Moreover, companies like Massachusetts-based Greenlight Biosciences, and Oncorus and Freeline Therapeutics in the U.K., have all decided to shrink their workforces. Greenlight Biosciences and Oncorus are seeing off 96 and 55 employees respectively, with the latter bidding adieu to the CEO and COO as it is hit by bankruptcy. And Freeline Therapeutics will bring its headcount to 65 employees after shedding 30% of its workforce while it pauses the development of its candidate for Fabry disease, a rare neurological condition.

Can innovation combat biotech layoffs?

As layoffs presently plague the biotech industry, Varshney expressed that these are difficult times.

“The incredible innovation we’ve seen in new therapies such as ADCs, immuno, cell, and mRNA will definitely suffer. Novel approaches are increasingly incubated in startups with solid science. 63% of all new molecular entities in 2018 came from smaller biopharma firms, compared with just 31% in 2009. Not to mention that academia is under its own set of pressures; they can’t pick up the slack. So, as the biotech startup ecosystem goes, in a way, so does our hope for patients with unmet needs,” said Varshney. 

However, innovation is key, according to Varshney. 

“I’m a strong believer in innovation. I think we have to innovate our way out of the current equation that puts intense demand on capital for biotechs to bring their science to market,” said Varshney, who believes that leveraging the potential of artificial intelligence (AI) in drug discovery can not only speed up the process but also cut costs. 

​​Varshney’s company VeriSIM Life is focused on disrupting the high cost of drug development by replacing laborious physical experimentation with AI-driven computer-based experimentation, making it faster and less expensive, which could be significant in mitigating an economic crisis.

While the irony of making use of AI to battle job losses exists, as nearly 4,000 job losses last month have been linked to the technology, Varshney’s point on AI making the hunt for drugs cheaper, thereby preserving capital – a concern for many biotechs – could be valid.

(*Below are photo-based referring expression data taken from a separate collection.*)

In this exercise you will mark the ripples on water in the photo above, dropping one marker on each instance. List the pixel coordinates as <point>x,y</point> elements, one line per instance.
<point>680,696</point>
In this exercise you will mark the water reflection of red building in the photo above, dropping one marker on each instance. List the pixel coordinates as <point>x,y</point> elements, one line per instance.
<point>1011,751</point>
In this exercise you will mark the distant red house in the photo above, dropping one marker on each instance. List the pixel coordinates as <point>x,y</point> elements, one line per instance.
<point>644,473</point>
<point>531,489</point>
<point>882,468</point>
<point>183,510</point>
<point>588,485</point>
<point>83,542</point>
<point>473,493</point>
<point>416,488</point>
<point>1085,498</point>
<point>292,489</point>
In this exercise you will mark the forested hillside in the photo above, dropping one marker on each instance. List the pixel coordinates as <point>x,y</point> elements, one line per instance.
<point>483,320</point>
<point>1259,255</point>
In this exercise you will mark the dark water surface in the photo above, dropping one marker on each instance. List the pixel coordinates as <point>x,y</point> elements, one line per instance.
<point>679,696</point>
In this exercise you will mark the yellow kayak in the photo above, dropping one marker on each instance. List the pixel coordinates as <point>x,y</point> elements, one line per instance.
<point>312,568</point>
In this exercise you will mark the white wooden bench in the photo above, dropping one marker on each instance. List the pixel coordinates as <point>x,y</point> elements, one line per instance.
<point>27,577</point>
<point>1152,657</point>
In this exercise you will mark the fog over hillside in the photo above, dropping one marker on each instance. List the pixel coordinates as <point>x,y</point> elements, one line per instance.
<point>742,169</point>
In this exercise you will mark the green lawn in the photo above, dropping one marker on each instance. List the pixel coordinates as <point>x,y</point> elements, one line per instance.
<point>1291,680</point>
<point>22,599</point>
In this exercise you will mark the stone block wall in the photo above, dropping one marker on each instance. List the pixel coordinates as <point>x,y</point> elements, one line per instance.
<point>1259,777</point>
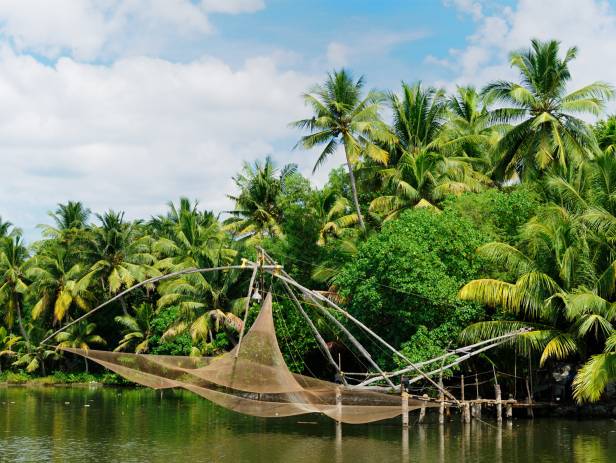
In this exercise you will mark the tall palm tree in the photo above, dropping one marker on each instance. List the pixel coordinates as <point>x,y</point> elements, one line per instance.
<point>122,254</point>
<point>342,116</point>
<point>548,134</point>
<point>13,282</point>
<point>468,132</point>
<point>549,274</point>
<point>605,131</point>
<point>257,212</point>
<point>70,216</point>
<point>137,330</point>
<point>57,283</point>
<point>596,374</point>
<point>420,171</point>
<point>80,336</point>
<point>7,342</point>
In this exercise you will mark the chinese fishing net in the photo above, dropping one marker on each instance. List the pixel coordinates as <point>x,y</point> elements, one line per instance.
<point>253,379</point>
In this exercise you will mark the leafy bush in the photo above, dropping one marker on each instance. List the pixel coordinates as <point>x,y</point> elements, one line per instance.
<point>407,277</point>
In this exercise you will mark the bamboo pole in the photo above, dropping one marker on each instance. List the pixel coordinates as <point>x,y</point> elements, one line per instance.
<point>246,310</point>
<point>313,295</point>
<point>405,409</point>
<point>509,407</point>
<point>529,400</point>
<point>422,411</point>
<point>441,408</point>
<point>316,333</point>
<point>499,409</point>
<point>139,285</point>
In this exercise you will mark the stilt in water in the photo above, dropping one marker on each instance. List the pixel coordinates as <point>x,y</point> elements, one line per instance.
<point>422,411</point>
<point>441,409</point>
<point>499,404</point>
<point>529,400</point>
<point>405,409</point>
<point>509,409</point>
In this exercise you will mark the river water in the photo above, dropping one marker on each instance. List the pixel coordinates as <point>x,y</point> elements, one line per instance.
<point>138,425</point>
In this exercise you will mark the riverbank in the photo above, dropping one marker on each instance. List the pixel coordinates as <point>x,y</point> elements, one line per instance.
<point>60,378</point>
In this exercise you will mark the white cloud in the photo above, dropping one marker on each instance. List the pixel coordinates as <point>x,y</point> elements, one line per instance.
<point>368,44</point>
<point>137,133</point>
<point>337,54</point>
<point>93,29</point>
<point>232,6</point>
<point>588,24</point>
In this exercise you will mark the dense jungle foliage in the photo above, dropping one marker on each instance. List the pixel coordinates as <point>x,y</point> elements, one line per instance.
<point>459,217</point>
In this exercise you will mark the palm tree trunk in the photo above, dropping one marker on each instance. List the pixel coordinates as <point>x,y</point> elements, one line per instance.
<point>354,191</point>
<point>124,308</point>
<point>21,322</point>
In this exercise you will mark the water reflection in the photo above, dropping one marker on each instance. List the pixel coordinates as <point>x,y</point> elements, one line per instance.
<point>78,425</point>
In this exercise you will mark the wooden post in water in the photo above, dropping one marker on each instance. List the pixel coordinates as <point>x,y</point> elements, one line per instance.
<point>529,400</point>
<point>509,409</point>
<point>466,412</point>
<point>422,411</point>
<point>441,408</point>
<point>405,409</point>
<point>338,405</point>
<point>499,406</point>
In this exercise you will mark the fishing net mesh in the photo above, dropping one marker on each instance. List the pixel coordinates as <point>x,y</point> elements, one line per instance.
<point>253,379</point>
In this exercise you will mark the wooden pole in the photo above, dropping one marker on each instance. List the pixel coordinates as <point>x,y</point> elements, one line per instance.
<point>246,308</point>
<point>338,405</point>
<point>466,412</point>
<point>509,409</point>
<point>529,400</point>
<point>422,411</point>
<point>441,408</point>
<point>499,407</point>
<point>405,409</point>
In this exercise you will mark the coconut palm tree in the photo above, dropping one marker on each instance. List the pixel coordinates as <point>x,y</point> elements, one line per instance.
<point>549,274</point>
<point>547,134</point>
<point>596,374</point>
<point>257,212</point>
<point>137,330</point>
<point>7,342</point>
<point>79,336</point>
<point>343,116</point>
<point>122,254</point>
<point>57,283</point>
<point>13,282</point>
<point>605,132</point>
<point>468,132</point>
<point>420,172</point>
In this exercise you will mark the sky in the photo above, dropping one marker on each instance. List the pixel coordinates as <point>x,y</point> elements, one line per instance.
<point>128,104</point>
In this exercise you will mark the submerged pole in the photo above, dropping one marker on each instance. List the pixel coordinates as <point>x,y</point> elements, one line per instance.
<point>405,409</point>
<point>422,411</point>
<point>499,409</point>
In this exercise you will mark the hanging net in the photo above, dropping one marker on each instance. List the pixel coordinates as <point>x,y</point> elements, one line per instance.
<point>253,379</point>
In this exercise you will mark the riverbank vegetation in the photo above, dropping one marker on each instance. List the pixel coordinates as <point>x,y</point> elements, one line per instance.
<point>460,216</point>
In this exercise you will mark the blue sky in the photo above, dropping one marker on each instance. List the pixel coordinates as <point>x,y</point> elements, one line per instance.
<point>127,104</point>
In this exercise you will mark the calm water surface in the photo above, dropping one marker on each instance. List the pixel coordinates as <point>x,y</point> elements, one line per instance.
<point>137,425</point>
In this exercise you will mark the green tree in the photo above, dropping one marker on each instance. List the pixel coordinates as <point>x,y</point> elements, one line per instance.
<point>13,282</point>
<point>138,330</point>
<point>390,282</point>
<point>122,254</point>
<point>57,283</point>
<point>341,116</point>
<point>548,134</point>
<point>79,336</point>
<point>257,212</point>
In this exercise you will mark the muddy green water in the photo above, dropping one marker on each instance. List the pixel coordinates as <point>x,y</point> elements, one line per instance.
<point>137,425</point>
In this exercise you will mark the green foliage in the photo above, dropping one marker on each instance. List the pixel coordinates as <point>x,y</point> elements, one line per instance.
<point>498,214</point>
<point>408,275</point>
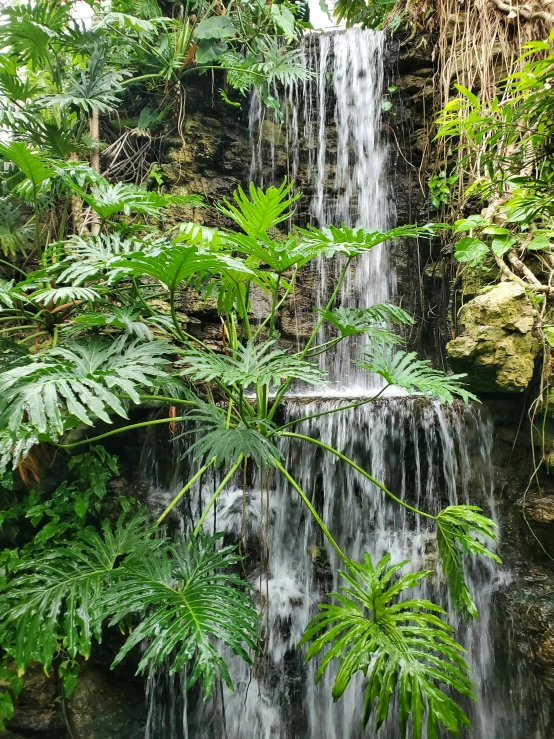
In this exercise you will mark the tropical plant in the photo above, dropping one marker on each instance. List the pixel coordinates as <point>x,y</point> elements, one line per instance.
<point>508,164</point>
<point>112,332</point>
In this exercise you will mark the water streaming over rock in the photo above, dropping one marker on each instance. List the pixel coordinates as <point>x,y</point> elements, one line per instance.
<point>431,457</point>
<point>428,455</point>
<point>333,139</point>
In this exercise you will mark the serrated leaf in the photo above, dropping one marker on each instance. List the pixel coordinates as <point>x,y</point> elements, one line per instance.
<point>216,27</point>
<point>402,648</point>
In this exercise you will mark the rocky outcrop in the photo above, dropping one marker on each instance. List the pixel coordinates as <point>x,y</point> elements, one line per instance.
<point>122,713</point>
<point>496,347</point>
<point>38,711</point>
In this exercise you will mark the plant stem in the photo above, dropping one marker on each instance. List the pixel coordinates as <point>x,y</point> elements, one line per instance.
<point>279,304</point>
<point>180,494</point>
<point>143,424</point>
<point>216,495</point>
<point>274,306</point>
<point>13,266</point>
<point>360,470</point>
<point>312,510</point>
<point>333,410</point>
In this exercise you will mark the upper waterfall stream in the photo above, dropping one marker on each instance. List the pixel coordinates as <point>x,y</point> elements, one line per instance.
<point>428,455</point>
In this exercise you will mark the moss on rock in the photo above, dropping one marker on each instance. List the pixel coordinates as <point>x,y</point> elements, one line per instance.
<point>496,347</point>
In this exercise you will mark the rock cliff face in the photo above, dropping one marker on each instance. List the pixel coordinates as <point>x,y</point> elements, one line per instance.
<point>496,347</point>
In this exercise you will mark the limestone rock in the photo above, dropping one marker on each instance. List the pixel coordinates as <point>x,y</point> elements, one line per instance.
<point>541,510</point>
<point>104,706</point>
<point>496,347</point>
<point>545,658</point>
<point>37,712</point>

As one of the most recent companies succumbing to the trend is U.S.-based cancer therapy company Molecular Templates, which is set to can 44% of its employees following downsizing by more than 50% earlier this year, the future of the sector remains uncertain. But although things seem to be up in the air at present, Varshney’s outlook on innovation could be something to think about as the industry navigates a murky economic ecosystem.